By Gareth Vaughan
Fitch Ratings says despite its warning New Zealand's major banks are facing increasing challenges, their credit ratings are in no immediate danger of downgrade.
Fitch yesterday published a report on New Zealand banks' operating environment, in which it said strong asset growth and fierce price competition were potentially leading to asset bubbles. See our story on the report here.
Fitch's Sydney-based senior director Tim Roche told interest.co.nz that despite the credit rating agency's concerns about the New Zealand banking sector, there was no downgrade looming for the country's big four banks' credit ratings.
"Their ratings are driven off their parent ratings so for a downgrade of what we call the issuer default rating, which is the AA- rating, or even a change in the (stable) outlook, that's going to be driven by a change in the parent's ratings," Roche said. "And we've just recently reviewed the Australian parents. So there's no immediate pressure on those ratings."
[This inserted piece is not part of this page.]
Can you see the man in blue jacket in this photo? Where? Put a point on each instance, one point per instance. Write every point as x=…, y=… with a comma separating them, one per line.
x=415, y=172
New Zealand's big four banks - ANZ, ASB, BNZ and Westpac - are owned by Australia's ANZ Banking Group, Commonwealth Bank of Australia, National Australia Bank and the Westpac Banking Corporation.
"Where there may be some (ratings) pressure, and it's probably not immediate, but maybe 6-12 months down the line, is on their stand alone ratings, what we call their viability ratings," added Roche.
"That's where we're looking to try and strip out the benefits that they get from their parent. And to the extent that we continue to see the build up of pressure within the housing market, the competition, margin pressure, some of the issues around bad debts, there may be some negative pressure there on their stand alone ratings."
In the middle of March Fitch affirmed its AA- ratings with a stable outlook on the big four New Zealand banks. It also affirmed their viability ratings at 'a'.
Fitch says its viability ratings are designed to be internationally comparable and represent Fitch's view on the intrinsic credit worthiness of an issuer. Together with Fitch's support ratings framework, the viability rating is a key component of a bank's issuer default rating and considers various factors including; industry profile and operating environment, company profile and risk management, financial profile, management strategy and corporate governance. See credit ratings explained here.
Housing market the biggest concern
Roche said Fitch was currently most concerned about the housing market, and specifically house price appreciation.
"Also the competition we're seeing within the banking system," said Roche. "And certainly seeing some of the comments from the RBNZ as well coming out around the price competition, but also talk around credit and the way that's being assessed."
"We're not saying that that's necessarily going to lead to significant issues for the banking system in New Zealand, but just that it potentially could lead towards a bubble situation which may cause issues somewhere down the line."
The Fitch report also highlighted perennial issues raised by credit rating agencies over major New Zealand banks' reliance on offshore wholesale funding markets. Fitch estimates the big four source between 35% to 40% of their funding from wholesale markets.
"We're certainly conscious of the fact that you can only really grow to the extent that the pool of deposits grow," said Roche. "And if you do have higher demand for credit then potentially that means your loans are going to grow faster than deposits, although that hasn't necessarily been the case recently."
"What we would ideally like to see is that to the extent that loans do grow faster than deposits, that those loans are being funded with longer term wholesale funding rather than shorter term funding. I think we are seeing that and certainly the core funding ratio is something that will keep the banks focused on that type of funding profile going forward."
Nonetheless he said the reliance on offshore funding markets was here to stay.
"I don't think that's going to disappear anytime soon. So it's something that we've already factored into the ratings. If we were to see a material deterioration, say deposits decline quite significantly as a proportion and then a greater reliance on short-term funding, there may be some negative (ratings) pressure there."
The Fitch report notes that since the introduction of the core funding ratio, the major banks have grown customer deposits by more than 5% on a compound annual growth rate since 2010, while the compound annual growth rate for gross loans has been below 2%.
"The trend of historically strong customer deposit growth was also reflected in an improving savings rate for both households and corporates/businesses since 2007. However, the savings rate has stabilised since early 2012 most likely the result of the improving property market and consumer and business confidence," Fitch says.